Liberalism is the idea that these reforms are the ends, even sometimes claiming that there are more radical but usually unspoken goals that we don’t need to mention in public. Liberalism, then, is conservative because in the end it seeks to conserve the state and capital’s hegemony. Sometimes, liberal sheep wear a radical wolf’s clothing to claim this is some evolutionary revolution. Liberalism also shies away from talking about the need for radical change, thus turning reforms into tools of the hegemonic power to maintain the consent of the masses. But left-wing radicalism (again, which is generally socialist) has no intention to stop there, either in word or in thought or in deed. Indeed, the best way for a radical to make sure their radicalism is more than skin deep is to have at least some theory of society, and some essence of that theory at work in their practice.

Venezuela

The record of socialist revolutionaries taking over the machinery of the state can best be described as two forms of failures: either they failed to maintain the monopoly of violence and were defeated (e.g. the 1973 coup in Chile or 1871 counterrevolution in Paris); or they failed to create the domination of society by the oppressed, instead creating a new oppressive class and system of exploitation (e.g. China or the Soviet Union). In each case, their failures were not necessarily predetermined, but were based largely on mistakes made in the act of experimentation in attempting something that had never successfully been done previously. Their failures are not to be dismissed, but to be learned from.
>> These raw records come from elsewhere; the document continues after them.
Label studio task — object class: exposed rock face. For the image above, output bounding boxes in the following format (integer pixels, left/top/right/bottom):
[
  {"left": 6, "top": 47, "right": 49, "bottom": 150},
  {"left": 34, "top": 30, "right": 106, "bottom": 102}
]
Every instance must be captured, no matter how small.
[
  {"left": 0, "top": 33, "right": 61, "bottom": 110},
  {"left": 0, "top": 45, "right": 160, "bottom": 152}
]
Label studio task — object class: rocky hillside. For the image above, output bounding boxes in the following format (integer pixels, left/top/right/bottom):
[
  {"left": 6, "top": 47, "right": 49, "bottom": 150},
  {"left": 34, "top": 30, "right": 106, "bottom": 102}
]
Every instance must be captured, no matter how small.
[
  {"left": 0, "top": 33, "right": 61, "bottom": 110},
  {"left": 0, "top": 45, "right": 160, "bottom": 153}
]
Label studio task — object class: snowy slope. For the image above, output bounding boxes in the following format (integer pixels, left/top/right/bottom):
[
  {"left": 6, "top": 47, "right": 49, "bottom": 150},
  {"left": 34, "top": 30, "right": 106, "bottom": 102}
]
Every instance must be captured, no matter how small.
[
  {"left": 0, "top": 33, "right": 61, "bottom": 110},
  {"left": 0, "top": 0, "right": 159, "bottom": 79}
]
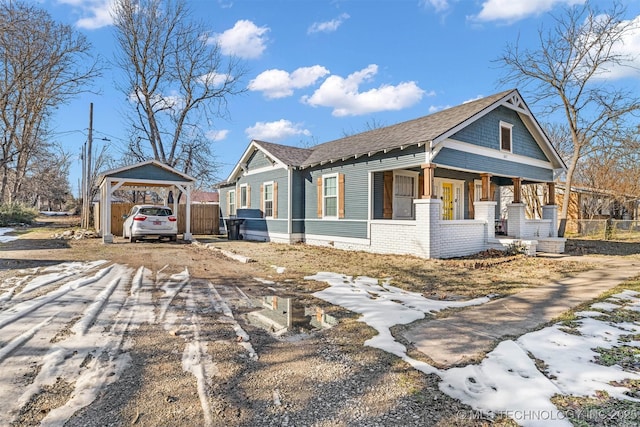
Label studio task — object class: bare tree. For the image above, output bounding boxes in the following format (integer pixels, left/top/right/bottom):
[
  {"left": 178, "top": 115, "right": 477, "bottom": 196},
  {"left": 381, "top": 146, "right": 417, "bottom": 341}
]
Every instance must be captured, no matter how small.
[
  {"left": 113, "top": 0, "right": 246, "bottom": 182},
  {"left": 497, "top": 2, "right": 640, "bottom": 235},
  {"left": 16, "top": 146, "right": 73, "bottom": 211},
  {"left": 0, "top": 1, "right": 100, "bottom": 202}
]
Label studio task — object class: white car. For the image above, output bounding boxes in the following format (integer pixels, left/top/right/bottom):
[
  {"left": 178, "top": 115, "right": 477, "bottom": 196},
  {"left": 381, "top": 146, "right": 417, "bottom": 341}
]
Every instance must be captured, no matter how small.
[{"left": 122, "top": 205, "right": 178, "bottom": 243}]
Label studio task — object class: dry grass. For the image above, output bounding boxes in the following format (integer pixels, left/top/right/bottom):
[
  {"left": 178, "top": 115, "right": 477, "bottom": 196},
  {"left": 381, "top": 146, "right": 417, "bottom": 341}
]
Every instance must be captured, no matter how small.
[{"left": 204, "top": 240, "right": 594, "bottom": 298}]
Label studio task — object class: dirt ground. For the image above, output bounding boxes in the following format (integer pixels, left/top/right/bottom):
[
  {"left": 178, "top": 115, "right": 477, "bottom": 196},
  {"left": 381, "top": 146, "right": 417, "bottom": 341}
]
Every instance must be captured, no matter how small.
[{"left": 0, "top": 218, "right": 640, "bottom": 426}]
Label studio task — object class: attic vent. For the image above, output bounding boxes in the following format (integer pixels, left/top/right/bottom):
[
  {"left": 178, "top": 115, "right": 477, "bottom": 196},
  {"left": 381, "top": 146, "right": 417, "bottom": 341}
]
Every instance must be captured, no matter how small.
[{"left": 506, "top": 94, "right": 527, "bottom": 112}]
Many strongly interpret the process in Venezuela over the past 14 years (and increasingly in other Latin American countries) as another such experiment. The state in Venezuela is still very much one that secures bourgeois dominance of society. The Hugo Chavez-then-Nicolas Maduro government is one that is trying to transition out of that state, however awkwardly, into a socialist one built for, by, and of oppressed sectors of the society. For this reason, many communists and anarchists that fundamentally oppose the state are able to support and work for the government, and its participation with society in creating institutions that bring about popular power and social programs.

For this reason, we fight not only for Venezuela, but for its government and its Bolivarian-socialist process, in hopes that they are indeed in battle with the state’s preservation of capital.

I hope that this brief contribution has been in some way helpful to you, and that you consider it a tiny bridge in a longer path to understanding how to fight for a better world in the ashes of the old.